In June 1944, the Jews in Budapest were ordered to move into "Jewish houses," and the ghetto was created. Soon after, Joseph Kreutzer was arrested and disappeared. One of Mallász’ friends introduced her to Father Pal Klinda*, who was sheltering Jewish women in Boldog Katalin, a college that had been turned into a sewing workshop for the production of military uniforms. Klinda asked Mallász to take charge of the workshop and Mallász agreed, on condition that she could bring along her two Jewish friends, Hanna Dallós and Lili Strausz. The workshop was legal and permitted to employ Jews because of its contribution to the war effort, but the Jewish workers had to be registered, and their number authorized. Father Klinda and Gitta Mallász employed Jewish women in the workshop but also brought in unauthorized extras, including the women’s children.
Following the Arrow Cross rise to power in October 1944, a reign of terror shook Budapest, with many Jews killed on the streets and others deported on foot to the Austrian border.

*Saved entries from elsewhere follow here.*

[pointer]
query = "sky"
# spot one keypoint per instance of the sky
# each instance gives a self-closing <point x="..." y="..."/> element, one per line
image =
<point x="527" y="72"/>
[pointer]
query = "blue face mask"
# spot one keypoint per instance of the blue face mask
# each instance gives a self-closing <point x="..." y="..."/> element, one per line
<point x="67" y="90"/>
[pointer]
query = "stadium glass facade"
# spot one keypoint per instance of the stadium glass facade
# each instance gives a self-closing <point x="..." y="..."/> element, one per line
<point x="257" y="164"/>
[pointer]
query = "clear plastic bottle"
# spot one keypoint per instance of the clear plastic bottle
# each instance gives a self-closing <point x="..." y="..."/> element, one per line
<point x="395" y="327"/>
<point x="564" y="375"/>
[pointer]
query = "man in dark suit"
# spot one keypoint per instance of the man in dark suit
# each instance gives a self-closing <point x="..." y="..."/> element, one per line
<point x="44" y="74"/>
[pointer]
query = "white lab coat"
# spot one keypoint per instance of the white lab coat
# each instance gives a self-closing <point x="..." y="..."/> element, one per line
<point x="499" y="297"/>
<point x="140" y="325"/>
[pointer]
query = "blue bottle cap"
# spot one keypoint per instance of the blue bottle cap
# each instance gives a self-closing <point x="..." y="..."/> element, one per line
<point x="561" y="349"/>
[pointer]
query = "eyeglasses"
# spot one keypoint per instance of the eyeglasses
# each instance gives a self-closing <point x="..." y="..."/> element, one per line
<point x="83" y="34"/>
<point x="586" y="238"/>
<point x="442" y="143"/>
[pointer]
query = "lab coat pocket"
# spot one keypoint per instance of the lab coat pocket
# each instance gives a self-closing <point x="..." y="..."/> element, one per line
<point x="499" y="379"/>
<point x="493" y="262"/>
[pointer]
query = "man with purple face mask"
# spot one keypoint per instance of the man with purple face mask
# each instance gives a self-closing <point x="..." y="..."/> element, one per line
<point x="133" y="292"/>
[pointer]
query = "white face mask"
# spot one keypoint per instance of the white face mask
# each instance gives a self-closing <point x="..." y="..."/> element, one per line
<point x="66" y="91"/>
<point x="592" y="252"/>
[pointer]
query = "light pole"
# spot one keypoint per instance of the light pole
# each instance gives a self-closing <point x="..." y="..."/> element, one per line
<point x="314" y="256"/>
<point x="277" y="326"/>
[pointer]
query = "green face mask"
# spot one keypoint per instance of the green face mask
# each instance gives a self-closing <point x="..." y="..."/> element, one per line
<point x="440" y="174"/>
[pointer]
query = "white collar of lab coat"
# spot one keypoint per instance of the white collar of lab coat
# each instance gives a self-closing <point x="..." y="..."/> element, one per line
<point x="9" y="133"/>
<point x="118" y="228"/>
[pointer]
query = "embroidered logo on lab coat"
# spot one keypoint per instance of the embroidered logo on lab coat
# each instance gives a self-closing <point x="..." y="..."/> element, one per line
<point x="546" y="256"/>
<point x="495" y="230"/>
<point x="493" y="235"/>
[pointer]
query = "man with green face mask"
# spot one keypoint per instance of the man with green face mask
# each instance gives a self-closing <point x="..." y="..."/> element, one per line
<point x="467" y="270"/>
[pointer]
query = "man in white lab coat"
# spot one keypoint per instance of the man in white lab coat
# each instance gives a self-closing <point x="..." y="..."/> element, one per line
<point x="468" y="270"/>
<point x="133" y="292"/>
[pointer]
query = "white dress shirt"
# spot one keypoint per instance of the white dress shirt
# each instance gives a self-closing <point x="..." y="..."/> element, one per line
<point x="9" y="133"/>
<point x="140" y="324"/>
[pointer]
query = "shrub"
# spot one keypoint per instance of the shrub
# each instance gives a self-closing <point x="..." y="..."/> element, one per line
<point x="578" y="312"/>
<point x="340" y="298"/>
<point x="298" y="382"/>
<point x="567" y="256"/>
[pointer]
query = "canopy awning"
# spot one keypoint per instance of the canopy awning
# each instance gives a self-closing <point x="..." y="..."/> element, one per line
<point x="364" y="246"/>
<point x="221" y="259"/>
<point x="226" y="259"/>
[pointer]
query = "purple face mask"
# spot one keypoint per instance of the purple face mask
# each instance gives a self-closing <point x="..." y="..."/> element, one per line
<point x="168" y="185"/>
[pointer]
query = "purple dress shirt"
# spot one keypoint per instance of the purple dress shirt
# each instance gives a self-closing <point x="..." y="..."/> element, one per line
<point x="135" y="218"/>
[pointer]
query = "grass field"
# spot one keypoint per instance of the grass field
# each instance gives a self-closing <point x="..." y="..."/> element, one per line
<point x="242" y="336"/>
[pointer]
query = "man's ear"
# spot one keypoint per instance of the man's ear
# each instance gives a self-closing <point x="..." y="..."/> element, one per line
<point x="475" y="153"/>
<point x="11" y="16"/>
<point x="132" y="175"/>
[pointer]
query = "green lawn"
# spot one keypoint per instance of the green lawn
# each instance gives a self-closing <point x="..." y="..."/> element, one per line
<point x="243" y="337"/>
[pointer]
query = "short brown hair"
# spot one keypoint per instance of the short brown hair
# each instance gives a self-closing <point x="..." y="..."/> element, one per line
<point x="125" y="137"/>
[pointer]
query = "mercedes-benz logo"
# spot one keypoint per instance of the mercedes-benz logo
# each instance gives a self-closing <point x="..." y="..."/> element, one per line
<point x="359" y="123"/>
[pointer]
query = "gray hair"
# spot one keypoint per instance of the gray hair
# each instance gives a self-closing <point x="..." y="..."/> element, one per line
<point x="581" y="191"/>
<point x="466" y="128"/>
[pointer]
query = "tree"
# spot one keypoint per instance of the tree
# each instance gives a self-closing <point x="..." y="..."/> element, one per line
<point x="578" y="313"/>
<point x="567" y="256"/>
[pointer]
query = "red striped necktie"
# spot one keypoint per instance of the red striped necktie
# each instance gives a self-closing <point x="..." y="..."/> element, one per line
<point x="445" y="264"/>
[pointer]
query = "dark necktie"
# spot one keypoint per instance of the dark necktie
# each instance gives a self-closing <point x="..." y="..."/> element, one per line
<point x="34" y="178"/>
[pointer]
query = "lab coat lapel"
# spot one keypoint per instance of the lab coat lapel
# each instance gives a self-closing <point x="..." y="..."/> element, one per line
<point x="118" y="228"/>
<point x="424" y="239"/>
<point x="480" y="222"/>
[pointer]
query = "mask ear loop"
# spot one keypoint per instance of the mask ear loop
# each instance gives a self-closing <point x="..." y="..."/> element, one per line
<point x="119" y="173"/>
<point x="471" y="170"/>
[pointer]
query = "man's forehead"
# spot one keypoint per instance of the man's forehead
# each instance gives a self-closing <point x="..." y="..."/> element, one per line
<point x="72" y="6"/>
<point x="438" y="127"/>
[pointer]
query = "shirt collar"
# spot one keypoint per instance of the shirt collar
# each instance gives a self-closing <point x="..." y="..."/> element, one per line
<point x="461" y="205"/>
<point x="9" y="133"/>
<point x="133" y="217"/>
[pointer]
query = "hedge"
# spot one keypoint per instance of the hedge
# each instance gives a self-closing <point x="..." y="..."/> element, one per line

Arrow Cross militia carried out manhunts across the city, and the situation in theworkshop became very dangerous. Furthermore, a group of SS men were housed in a villa next to the Boldog Katalin. On November 5, 1944, Arrow Cross men, headed by Father András Kun, a notorious antisemite, broke into the Boldog Katalin, claiming that the workshop had no permit. Kun ordered Mallász to hand over a list of the Jewish workers, threatening to shoot her if she didn’t comply. Knowing that some women had managed to escape, she gave a reduced number of names, and the remaining women were taken away. Fortunately, one of the women managed to warn Father Klinda, and he was able to free them and bring them back. Following this ordeal, Mallász convinced a German soldier to give her a document certifying that the workshop was under the auspices of the SS. Mallász even went as far as to approach the SS men in the nearby villa and complain to them that her workshop was being harassed by the Arrow Cross.
Nevertheless, at the beginning of December 1944, the Arrow Cross militia returned. Mallász called the SS soldiers, and began negotiating with the intruders in order to give the Jewish women time to flee from through a hole in the wall which she had prepared earlier. Thanks to her tactics, all but 16 women managed to get away. Among those caught were Dallós and Strausz. After the war, Eva Langley-Dános, the only survivor of these 16 women, returned from Ravensbrück and wrote an account of their fate. Together with testimonies of the women and children who were sheltered in the workshop and managed escape, her statement enabled Yad Vashem to reconstruct the events.
In 1960, Mallász fled from Hungary and settled in France. That year she married Laci Walder, a Jewish communist and veteran of the Spanish International Brigade. Mallász passed away in 1992 in Ampuis/Tartaras (Rhône District) and, according to her wishes, her ashes were scattered upon the Rhône River.
On February 16, 2011, Margit Mallász was recognized as Righteous Among the Nations.